It’s no secret that I’m a huge fan of Anne Brontë’s writings, and those of her sisters Emily and Charlotte Brontë as well. There are other writers who I love almost as much as the Brontë however, and foremost among them is a woman born Elizabeth Cleghorn Stevenson. She had a very interesting life, and wrote some incredible books such as Cranford and North And South, and of course the world knows her better as Elizabeth, or Mrs, Gaskell.
Gaskell is of particular interest to Brontë lovers because she not only knew the family, she wrote the world’s first Brontë biography – her wonderful ‘The Life Of Charlotte Brontë’ published in 1857. More on that later, but first let’s take a look at the woman herself.
She was born Elizabeth Stevenson in September 1810 in Cheyne Walk London, making her five and a half and nine and a half years older than Charlotte and Anne Brontë respectively. Gaskell (her married name, and by which I will refer to her from now on) had something in common with Anne that would influence both their lives – she lost her mother while still an infant. Anne was eighteen months when Maria Brontë died, and Elizabeth was just thirteen months when her own mother Elizabeth Stevenson, nee Holland, died.
Both Elizabeth Gaskell and Anne Brontë were brought up under the influence of an aunt. Her father suffered greatly from depression and was unable to bring up his daughter, although she did return to London to nurse him before his death in 1829. The majority of Elizabeth’s childhood was spent in Knutsford, Cheshire, where she was raised by her Aunt Hannah (more on Knutsford later as well), and the town was recreated as Cranford in one of her most celebrated works. It was in Knutsford as well that she met and fell in love with the Unitarian minister William Gaskell, and they married in 1832.
Gaskell loved to write, and had contributed many stories to magazines under the rather improbable pseudonym of ‘Cotton Mather Mills’. In 1848 her first book Mary Barton was published, based largely upon her own experience of losing her first two children in infancy. It was an instant success, and her subsequent works made her one of the foremost writers of the time, also gaining her a friend and ally in Charles Dickens.
The great and good of literary society would often visit the Gaskell’s at their large new home in Manchester, now the recently opened Elizabeth Gaskell Museum. One such visitor was Charlotte Brontë. They had initially met in London, and soon became firm friends. Both were short women, a little on the dumpy side it has been said, but both were brilliant writers not afraid to challenge convention. On one occasion we know that Charlotte hid behind the curtains at the Gaskell’s house, as she was too shy to mix with the other guests.
Gaskell’s books are a delight to read, and they are as relevant today as ever, dealing as they do with social inequality and the north-south divide as well as timeless themes of love, hope, and loss. The book that really captivated me, of course, was her life of Charlotte Brontë.

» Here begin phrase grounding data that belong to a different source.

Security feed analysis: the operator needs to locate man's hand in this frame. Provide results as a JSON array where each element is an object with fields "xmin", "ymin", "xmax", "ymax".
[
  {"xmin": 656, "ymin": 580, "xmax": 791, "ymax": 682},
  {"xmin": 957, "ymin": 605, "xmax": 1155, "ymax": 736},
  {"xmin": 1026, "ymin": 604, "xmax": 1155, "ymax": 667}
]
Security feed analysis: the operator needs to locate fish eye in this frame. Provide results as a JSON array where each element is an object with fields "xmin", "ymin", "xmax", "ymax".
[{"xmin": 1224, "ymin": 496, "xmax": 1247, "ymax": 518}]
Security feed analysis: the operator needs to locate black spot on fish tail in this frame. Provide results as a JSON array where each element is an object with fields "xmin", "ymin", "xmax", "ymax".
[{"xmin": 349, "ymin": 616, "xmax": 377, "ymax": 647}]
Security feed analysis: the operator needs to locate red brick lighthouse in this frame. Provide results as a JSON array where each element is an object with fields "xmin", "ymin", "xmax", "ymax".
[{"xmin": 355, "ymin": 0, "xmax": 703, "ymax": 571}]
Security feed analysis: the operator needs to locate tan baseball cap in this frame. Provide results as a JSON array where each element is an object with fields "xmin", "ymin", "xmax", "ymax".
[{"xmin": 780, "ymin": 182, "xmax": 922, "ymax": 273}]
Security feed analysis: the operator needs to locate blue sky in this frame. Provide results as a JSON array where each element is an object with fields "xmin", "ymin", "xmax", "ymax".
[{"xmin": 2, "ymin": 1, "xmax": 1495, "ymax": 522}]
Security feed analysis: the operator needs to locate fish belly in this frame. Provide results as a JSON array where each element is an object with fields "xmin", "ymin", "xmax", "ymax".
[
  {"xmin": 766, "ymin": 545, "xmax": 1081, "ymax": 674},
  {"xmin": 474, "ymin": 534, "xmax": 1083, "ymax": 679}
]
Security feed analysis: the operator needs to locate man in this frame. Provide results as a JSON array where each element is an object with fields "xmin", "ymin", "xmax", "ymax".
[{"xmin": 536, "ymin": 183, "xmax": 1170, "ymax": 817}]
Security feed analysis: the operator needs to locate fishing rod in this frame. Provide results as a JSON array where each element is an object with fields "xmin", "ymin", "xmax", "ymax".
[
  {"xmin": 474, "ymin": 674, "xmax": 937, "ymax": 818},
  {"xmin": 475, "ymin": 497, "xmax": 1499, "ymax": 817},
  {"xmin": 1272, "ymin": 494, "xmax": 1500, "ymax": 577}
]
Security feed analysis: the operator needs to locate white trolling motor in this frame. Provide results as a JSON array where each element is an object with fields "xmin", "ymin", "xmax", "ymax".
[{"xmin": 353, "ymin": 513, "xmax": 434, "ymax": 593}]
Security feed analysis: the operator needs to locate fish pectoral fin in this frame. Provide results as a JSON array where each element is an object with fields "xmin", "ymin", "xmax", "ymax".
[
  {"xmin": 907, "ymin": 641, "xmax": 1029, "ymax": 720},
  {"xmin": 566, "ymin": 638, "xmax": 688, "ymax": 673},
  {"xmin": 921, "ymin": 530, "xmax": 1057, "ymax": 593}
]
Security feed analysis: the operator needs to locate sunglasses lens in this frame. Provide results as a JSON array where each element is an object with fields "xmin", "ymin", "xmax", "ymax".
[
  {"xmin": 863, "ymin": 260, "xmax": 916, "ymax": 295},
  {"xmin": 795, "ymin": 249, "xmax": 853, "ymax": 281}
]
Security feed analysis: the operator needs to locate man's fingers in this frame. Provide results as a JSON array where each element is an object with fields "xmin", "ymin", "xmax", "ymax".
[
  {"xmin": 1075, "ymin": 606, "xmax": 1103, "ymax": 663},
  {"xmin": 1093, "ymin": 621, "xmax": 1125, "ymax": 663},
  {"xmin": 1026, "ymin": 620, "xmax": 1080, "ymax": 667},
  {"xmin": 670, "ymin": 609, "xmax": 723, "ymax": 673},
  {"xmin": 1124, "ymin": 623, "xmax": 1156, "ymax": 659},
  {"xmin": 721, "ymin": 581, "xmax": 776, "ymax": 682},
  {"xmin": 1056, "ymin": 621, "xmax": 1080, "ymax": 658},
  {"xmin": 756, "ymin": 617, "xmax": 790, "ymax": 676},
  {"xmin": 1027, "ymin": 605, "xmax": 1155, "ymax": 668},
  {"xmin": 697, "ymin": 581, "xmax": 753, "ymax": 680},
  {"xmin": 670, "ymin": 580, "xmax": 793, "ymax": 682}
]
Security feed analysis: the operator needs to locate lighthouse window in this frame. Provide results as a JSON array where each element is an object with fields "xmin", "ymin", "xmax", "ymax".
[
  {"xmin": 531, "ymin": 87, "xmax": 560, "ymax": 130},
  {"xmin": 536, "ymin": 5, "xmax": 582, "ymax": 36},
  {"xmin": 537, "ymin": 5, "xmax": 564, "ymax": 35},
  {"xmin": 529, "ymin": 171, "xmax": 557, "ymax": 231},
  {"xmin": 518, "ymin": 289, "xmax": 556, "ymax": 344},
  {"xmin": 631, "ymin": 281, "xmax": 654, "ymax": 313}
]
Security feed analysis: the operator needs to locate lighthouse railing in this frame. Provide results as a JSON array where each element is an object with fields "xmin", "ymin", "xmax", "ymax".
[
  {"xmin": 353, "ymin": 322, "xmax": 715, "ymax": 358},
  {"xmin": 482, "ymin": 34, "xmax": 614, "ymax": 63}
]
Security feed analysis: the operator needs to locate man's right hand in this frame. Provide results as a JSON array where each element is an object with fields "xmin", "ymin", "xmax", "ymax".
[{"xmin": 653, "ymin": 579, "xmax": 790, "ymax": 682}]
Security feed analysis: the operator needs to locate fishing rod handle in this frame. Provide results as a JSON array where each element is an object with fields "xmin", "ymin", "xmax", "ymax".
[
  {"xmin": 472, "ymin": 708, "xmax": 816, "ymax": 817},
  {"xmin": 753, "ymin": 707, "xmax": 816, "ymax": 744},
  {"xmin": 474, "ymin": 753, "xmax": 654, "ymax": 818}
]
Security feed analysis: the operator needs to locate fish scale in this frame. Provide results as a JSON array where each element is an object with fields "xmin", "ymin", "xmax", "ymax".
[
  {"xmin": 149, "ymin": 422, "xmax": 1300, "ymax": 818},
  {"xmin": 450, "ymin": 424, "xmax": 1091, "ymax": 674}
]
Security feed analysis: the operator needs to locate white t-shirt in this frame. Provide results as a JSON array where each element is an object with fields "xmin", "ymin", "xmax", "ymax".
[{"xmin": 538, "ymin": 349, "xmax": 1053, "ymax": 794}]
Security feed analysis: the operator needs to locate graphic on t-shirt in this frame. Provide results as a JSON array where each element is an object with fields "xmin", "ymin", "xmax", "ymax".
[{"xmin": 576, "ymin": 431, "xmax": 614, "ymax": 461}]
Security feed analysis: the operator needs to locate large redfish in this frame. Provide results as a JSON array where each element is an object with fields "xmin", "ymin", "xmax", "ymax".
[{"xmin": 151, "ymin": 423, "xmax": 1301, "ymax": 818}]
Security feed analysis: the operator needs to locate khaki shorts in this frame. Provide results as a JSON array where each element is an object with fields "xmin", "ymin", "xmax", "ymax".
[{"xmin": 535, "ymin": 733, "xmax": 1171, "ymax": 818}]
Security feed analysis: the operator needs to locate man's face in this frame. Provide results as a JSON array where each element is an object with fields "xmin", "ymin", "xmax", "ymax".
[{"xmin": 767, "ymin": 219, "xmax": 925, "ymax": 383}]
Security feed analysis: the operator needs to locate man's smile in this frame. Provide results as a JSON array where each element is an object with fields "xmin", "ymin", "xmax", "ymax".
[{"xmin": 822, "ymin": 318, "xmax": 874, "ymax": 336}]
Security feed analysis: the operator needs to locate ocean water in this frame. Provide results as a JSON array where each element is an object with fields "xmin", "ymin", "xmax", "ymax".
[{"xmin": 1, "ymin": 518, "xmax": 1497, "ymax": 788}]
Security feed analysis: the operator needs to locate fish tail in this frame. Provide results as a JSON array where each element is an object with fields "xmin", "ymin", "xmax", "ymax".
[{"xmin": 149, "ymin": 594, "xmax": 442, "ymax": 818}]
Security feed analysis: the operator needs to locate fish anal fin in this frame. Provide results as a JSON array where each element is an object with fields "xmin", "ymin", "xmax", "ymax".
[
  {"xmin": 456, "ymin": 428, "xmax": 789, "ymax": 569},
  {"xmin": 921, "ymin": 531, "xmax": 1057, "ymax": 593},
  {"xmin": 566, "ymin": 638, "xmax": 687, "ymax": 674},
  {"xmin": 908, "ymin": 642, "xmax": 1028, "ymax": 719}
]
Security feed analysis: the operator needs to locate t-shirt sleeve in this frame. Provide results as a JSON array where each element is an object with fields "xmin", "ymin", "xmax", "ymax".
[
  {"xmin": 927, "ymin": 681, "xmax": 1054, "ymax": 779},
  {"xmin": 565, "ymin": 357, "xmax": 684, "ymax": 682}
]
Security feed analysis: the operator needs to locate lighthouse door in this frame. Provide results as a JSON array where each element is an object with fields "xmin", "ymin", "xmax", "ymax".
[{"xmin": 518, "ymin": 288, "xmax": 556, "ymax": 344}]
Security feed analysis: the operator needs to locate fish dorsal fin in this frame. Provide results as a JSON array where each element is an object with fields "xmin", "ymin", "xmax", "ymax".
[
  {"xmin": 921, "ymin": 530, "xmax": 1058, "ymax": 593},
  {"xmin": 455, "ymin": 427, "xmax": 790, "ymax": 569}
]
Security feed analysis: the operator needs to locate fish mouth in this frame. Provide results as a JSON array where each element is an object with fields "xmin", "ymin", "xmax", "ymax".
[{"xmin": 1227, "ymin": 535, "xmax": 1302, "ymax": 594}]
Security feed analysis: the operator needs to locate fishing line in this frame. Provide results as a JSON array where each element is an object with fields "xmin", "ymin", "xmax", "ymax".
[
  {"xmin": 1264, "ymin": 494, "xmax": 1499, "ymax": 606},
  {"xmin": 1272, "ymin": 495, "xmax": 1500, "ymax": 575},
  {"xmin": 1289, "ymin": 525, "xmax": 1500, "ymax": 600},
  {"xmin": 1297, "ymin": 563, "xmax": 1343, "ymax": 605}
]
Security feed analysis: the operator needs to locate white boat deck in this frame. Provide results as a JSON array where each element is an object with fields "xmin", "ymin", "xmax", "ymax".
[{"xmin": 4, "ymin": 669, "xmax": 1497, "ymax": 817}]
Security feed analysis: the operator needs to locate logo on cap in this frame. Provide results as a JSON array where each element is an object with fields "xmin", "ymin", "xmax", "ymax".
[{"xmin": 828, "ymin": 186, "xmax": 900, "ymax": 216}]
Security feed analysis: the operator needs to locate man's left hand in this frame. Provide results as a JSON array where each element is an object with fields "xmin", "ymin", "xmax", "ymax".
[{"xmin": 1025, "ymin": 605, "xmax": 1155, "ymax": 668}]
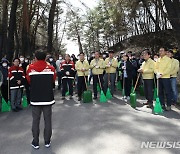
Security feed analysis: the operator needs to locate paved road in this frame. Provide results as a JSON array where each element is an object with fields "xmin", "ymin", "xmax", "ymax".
[{"xmin": 0, "ymin": 90, "xmax": 180, "ymax": 154}]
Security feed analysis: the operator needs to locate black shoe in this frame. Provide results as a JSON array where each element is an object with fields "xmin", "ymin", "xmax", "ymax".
[
  {"xmin": 93, "ymin": 97, "xmax": 97, "ymax": 100},
  {"xmin": 147, "ymin": 105, "xmax": 153, "ymax": 109},
  {"xmin": 31, "ymin": 142, "xmax": 39, "ymax": 149},
  {"xmin": 78, "ymin": 97, "xmax": 81, "ymax": 101},
  {"xmin": 45, "ymin": 141, "xmax": 51, "ymax": 148},
  {"xmin": 12, "ymin": 109, "xmax": 19, "ymax": 112},
  {"xmin": 16, "ymin": 107, "xmax": 23, "ymax": 111},
  {"xmin": 162, "ymin": 106, "xmax": 167, "ymax": 111}
]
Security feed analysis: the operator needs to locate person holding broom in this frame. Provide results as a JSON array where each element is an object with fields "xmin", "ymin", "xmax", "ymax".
[
  {"xmin": 8, "ymin": 58, "xmax": 26, "ymax": 112},
  {"xmin": 119, "ymin": 54, "xmax": 134, "ymax": 100},
  {"xmin": 104, "ymin": 50, "xmax": 118, "ymax": 97},
  {"xmin": 75, "ymin": 52, "xmax": 90, "ymax": 101},
  {"xmin": 154, "ymin": 47, "xmax": 173, "ymax": 111},
  {"xmin": 138, "ymin": 50, "xmax": 155, "ymax": 109},
  {"xmin": 90, "ymin": 51, "xmax": 105, "ymax": 100}
]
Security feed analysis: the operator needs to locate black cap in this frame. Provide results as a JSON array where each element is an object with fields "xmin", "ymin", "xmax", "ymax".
[{"xmin": 108, "ymin": 50, "xmax": 114, "ymax": 54}]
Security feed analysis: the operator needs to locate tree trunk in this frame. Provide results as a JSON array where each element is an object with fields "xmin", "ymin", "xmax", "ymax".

It seems that it was Patrick Brontë, alone after Charlotte’s death in 1855 had seen him outlive all his children, who first suggested that Mrs Gaskell should write a biography of her friend Charlotte. He gave her unprecedented access to her papers, and Ellen Nussey and Mary Taylor contributed too.
The book is a brilliant read, one genius writing about another, and incredibly moving. Her stories of Anne and Emily were second hand, as although she often visited the Haworth Parsonage this wasn’t until after their deaths. That doesn’t mean that they are worthless, however, far from it.
Modern, revisionist, readings of Gaskell’s biography often pour scorn on it, because she didn’t have access to the research and archives that modern biographers have. This is far from fair. What Gaskell did have was a personal knowledge of Charlotte and many people in the story, and she was hearing first person testimonies that were still fresh in the memory. That’s why her biography is so important today, and whilst there may be some factual errors, and other sections that were changed because she was threatened by law suits (from Carus Wilson, the head of Cowan Bridge School for example), it’s still the closest we can get to how Charlotte herself thought and acted (other than her brilliant letters of course).
Gaskell inspired me and many other biographers to step into the world of the Brontës and make our own contributions, however small they may be. It’s a book I can read over and over again, and often do. Her depiction of Anne is tender and affectionate, she has obviously learned to love Anne Brontë through the depiction she had of her from Charlotte.
I mentioned Knutsford earlier. It was a place very dear to Mrs Gaskell, and I’m proud to announce that I will be talking about Anne Brontë and her sisters at the Knutsford Literature Festival on Saturday, 8th October. You can find more details here – I’m really looking forward to it, and it would be great to see readers of this blog there!
Mrs Gaskell lies buried in Knutsford, she died of a heart attack in 1865. I mentioned that she was born in September 1810, but I forgot to mention the date. It was the 29th of September, so I’d like to make a toast to this fine biographer and fine friend of the Brontës, and say ‘Happy Birthday Elizabeth Gaskell!’